Good point. My intention was not to suggest this should be a separate category (I don’t want to jump to specific forum structures just yet) but to make it clear that there is a spectrum of questions and the extreme ends of the spectrum may have different needs, especially with regards to how relevant the discussion is for the broder community and how long the discussion can take to reach a conclusion.

This is an important point that I want to address in some length. I agree that we get a certain amount of quite clearly repetitive questions. I am however currently not convinced that this is solvable with better indexing/forum structure. Beyond some very clear duplicates, we also get a lot of questions of the “how to analyze my data” and “why is my model broken” types. In some sense, many of those questions are very similar to previous ones, but quite often seeing the similarity requires a relatively deep knowledge of Stan/Bayesian stats. Another sense in which they are similar is that giving an answer like “You are confused about basic stuff.
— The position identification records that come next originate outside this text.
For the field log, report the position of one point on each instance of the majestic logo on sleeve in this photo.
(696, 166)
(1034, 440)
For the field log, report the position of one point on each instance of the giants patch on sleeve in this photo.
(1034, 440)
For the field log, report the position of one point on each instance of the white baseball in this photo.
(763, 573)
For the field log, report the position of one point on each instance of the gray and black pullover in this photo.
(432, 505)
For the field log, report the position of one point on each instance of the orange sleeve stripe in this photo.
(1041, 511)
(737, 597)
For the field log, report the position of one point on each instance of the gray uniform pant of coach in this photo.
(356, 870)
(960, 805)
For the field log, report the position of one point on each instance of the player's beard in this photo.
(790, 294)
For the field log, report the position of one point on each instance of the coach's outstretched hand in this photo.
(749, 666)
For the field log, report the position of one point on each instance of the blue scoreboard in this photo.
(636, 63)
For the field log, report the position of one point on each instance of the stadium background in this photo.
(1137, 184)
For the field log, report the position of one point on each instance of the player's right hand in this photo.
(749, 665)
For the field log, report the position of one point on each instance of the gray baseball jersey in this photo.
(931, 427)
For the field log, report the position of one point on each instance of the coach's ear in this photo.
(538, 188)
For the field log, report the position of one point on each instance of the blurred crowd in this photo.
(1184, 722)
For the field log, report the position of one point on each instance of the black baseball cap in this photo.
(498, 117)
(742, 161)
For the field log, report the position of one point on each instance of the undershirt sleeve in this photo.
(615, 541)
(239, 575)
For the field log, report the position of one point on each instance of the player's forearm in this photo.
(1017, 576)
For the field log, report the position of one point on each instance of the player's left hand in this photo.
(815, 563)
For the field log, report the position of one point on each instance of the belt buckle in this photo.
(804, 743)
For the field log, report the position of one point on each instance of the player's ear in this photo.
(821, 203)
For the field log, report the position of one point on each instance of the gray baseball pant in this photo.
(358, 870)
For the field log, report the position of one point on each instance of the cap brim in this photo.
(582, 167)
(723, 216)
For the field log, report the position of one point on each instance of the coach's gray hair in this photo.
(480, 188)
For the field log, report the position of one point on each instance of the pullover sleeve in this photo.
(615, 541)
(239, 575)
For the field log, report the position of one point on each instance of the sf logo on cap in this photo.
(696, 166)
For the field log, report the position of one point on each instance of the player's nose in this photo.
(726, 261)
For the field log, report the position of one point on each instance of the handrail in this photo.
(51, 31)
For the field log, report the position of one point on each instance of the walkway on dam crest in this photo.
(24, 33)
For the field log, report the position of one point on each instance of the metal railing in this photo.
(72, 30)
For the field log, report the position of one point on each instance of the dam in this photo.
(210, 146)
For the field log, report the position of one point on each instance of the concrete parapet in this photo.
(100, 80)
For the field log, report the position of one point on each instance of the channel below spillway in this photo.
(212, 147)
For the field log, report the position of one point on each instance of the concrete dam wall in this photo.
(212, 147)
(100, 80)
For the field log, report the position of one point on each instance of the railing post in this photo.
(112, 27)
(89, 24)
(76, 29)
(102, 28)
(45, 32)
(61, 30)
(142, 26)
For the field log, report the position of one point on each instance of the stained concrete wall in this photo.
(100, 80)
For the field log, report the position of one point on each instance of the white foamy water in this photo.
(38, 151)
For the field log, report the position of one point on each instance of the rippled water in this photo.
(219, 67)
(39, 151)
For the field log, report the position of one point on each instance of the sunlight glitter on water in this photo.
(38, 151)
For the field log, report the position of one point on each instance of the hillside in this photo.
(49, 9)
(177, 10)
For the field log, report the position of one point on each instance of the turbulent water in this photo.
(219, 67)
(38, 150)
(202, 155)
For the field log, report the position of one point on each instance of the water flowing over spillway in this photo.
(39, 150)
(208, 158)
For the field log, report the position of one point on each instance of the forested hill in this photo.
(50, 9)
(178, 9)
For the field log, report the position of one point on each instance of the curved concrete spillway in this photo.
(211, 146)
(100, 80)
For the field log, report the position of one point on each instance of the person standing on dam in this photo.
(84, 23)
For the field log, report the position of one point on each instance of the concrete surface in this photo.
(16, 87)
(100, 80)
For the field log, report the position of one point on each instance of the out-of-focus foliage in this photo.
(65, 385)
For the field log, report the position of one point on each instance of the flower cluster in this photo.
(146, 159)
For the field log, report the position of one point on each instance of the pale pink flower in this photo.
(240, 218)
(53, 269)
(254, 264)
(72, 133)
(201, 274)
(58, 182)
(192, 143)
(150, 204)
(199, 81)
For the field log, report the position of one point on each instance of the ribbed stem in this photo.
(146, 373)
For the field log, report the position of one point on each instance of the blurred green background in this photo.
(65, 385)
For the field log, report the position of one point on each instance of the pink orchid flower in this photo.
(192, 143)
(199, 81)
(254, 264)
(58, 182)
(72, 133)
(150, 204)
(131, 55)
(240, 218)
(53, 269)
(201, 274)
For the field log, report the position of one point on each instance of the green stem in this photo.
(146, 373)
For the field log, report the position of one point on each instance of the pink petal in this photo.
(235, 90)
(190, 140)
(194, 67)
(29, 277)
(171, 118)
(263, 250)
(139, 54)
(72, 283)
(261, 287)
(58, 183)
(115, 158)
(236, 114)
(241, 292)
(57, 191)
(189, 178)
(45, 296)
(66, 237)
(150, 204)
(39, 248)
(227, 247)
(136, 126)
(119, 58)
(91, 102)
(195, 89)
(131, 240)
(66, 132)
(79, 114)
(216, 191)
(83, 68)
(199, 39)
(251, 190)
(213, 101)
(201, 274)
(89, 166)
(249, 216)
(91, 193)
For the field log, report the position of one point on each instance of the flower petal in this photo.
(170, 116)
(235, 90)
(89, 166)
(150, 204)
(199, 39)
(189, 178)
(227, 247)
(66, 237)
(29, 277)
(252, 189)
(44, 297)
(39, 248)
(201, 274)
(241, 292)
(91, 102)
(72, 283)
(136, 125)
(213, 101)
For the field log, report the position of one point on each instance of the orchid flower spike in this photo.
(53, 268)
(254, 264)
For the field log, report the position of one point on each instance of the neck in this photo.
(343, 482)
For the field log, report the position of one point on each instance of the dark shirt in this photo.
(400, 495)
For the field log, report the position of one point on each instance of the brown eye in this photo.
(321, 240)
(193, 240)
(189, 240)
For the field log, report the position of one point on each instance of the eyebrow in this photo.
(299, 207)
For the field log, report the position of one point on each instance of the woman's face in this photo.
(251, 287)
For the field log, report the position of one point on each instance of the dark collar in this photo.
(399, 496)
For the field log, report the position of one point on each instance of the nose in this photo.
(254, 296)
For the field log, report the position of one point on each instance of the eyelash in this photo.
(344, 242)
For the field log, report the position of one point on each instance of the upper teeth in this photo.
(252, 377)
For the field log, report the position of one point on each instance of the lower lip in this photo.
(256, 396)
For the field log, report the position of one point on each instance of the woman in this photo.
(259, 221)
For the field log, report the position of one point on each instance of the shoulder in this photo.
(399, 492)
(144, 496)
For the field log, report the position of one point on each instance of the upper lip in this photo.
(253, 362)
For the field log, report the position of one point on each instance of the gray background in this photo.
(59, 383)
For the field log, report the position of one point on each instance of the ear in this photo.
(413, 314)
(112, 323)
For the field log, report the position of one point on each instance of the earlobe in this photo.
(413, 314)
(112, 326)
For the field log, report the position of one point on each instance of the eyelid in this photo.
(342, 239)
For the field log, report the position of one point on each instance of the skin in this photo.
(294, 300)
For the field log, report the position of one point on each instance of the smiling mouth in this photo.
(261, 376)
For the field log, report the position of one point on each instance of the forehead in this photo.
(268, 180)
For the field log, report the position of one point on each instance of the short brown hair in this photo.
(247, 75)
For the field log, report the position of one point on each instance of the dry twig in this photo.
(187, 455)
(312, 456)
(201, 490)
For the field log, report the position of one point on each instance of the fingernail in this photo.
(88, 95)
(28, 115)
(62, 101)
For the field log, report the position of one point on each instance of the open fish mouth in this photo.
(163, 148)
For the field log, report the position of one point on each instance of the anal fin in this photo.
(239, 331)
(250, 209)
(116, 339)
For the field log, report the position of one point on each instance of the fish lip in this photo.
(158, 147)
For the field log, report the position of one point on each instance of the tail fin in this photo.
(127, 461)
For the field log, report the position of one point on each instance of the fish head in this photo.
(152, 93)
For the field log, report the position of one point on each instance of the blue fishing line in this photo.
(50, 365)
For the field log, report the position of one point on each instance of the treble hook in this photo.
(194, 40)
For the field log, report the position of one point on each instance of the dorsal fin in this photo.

Read those two textbooks and then come back.” would often be somewhat justified, although probably resulting in no better understanding on the part of the asker (for the record, I very much don’t want this to be the kind of forums where we give this type of answer frequently).

So there is a difference between what “same topic” means for a novice user and what it means for experienced users and my impression (I don’t have actual counts) is that complete duplicates visible to novice users are not common while topics that are immediately similar to an experienced user are very common. And while I think Stack Overflow generally solves this problem quite well for programming and many other fields, I think statistics is a special hell as the gap between what people need and what people are taught is huuuuge. The Cross Validated site (SO for stats) IMHO suffers from a vast amount of repetitive questions despite the clearly superior indexing SO has. And IMHO a big contributor is that askers lack the knowledge/vocabulary to link their specific problem to already answered questions.

So IMHO a better way to respond to repeated questions is to build a repository of links to good introductory material on the topics that are repeatedly needed/misunderstood (e.g. “how to interpret model coefficients/fits”, “how factors are coded in brms”) and use those to quickly build short, but still helpful answers containing primarily a link and a short notice on why this is relevant to the asker. I kind of tried to move this way with the #howto posts, but agree this has not been very successful so far.

I agree there is a real pain point in the default Discourse search not being very good (if I remember correctly Discourse team is on the record that they don’t want to invest too much in search and that for improved search you should just use Google restricted to your domain). So a part of the solution might also be to make searching the site with Google accessible from Discourse UI (that’s almost certainly feasible).

Thanks again for all the thougts!

4 Likes

Discourse can be potentially used for knowledge base. See the discussion here.

Just bumping this up in case anyone wants to add something. Hopefully my long answer didn’t completely stiffle the discussion.

In particular, I would like to know if @mitzimorris is convinced by my view of the problem of repeated questions or whether there is something I am missing.

From my side, I realized that my analysis of duplicates was based primarily on questions about models and modelling and mostly ignored installation problems. However installation problems are the source of a sizeable chunk of traffic on this site and there are indeed quite a lot of more-or-less exact duplicates and we probably should have a better way of handling those.

EDIT one more use case that might need some special treatment (and related to the “Question for developers” use case) is people needing help with developing packages that use Stan under the hood.